Douce Mère, ici il est écrit : « L’effort personnel doit être progressivement transformé en un mouvement de la Force divine. Si vous êtes conscient de la Force divine, appelez-la de plus en plus pour qu’elle gouverne votre effort, qu’elle l’adopte et qu’elle le transforme en quelque chose qui n’est plus à vous mais à la Mère. » Mais si on n’est pas conscient de la Force divine?
Il faut le devenir. Aspirez, demandez, aspirez sincèrement.
N’est-ce pas, généralement, vous êtes ici, nous avons une classe, nous venons de lire quelque chose, vous avez des questions à poser; pendant le temps que vous êtes ici, vous posez des questions et vous pensez à ce sujet. Mais dès que vous êtes sortis ou que vous rentrez chez vous, vous pensez à mille autres choses, n’est-ce pas? Alors, comment voulez-vous devenir conscients de la Force divine? Nous n’avons qu’à peine une demi-heure ici, ce n’est pas beaucoup de temps pour devenir conscient de la Force.
Mais si c’est votre unique préoccupation, si vraiment, de tout votre être, vous voulez devenir conscients de la Force divine, vous le deviendrez. C’est simplement parce qu’on y pense de temps en temps; quand il est question de ça, on se dit : « Tiens, c’est vrai, comment est-ce qu’on peut faire? » Et puis la minute d’après on n’y pense plus. Alors comment voulez-vous que cela arrive?
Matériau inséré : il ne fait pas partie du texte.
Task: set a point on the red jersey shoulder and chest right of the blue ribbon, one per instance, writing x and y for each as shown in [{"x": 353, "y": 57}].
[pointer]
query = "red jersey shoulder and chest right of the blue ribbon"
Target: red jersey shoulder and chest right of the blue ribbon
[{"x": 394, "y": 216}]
Il faut être très attentif, il faut être très silencieux, il faut s’observer très clairement. Et il faut être très humble; c’est-àdire accepter de ne pas jouer un grand rôle dans toute cette histoire. Le malheur est que généralement, l’être — que ce soit l’être vital, l’être mental, même l’être physique —, il est très anxieux de jouer un rôle, très anxieux. Alors ça gonfle, ça tient beaucoup de place, ça couvre le reste; et ça couvre si bien qu’on ne peut pas même s’apercevoir de la présence de cette Force divine. Parce que le mouvement personnel du physique, du corps, du vital, du mental, couvre tout de son importance
Écoute : si tous les soirs avant de t’endormir tu prenais seulement une petite minute, comme ça, et que dans cette petite minute, avec toute la concentration dont tu es capable, tu demandes à devenir conscient de la Force divine, simplement comme ça, rien de plus; le matin en te réveillant, avant de commencer ta journée, si tu fais la même chose, tu prends une petite minute, tu te concentres autant que tu peux et tu demandes à devenir conscient de la Force divine, tu verras, au bout d’un certain temps, ça arrivera. Rien qu’avec ces petites choses, qui ne sont rien du tout, et qui ne prennent pas de temps.
Un jour, ça arrivera. Seulement, il faut le faire avec concentration, intensité et sincérité; c’est-à-dire qu’il ne faut pas que, pendant que tu le demandes, l’autre partie de ton être se dise : « Après tout, ça n’a aucune importance. » Ou bien tu penses à autre chose, au costume que tu mettras, ou à la personne que tu rencontreras, n’importe quoi, mille désirs. Il faut être là, tout entier, une minute. Naturellement, si on multiplie la minute, ça va d’autant plus vite. Mais, comme je dis, si on peut ne pas contredire la minute d’après cette aspiration qu’on avait la minute d’avant, c’est plus facile; sinon, cela rejette la sincérité.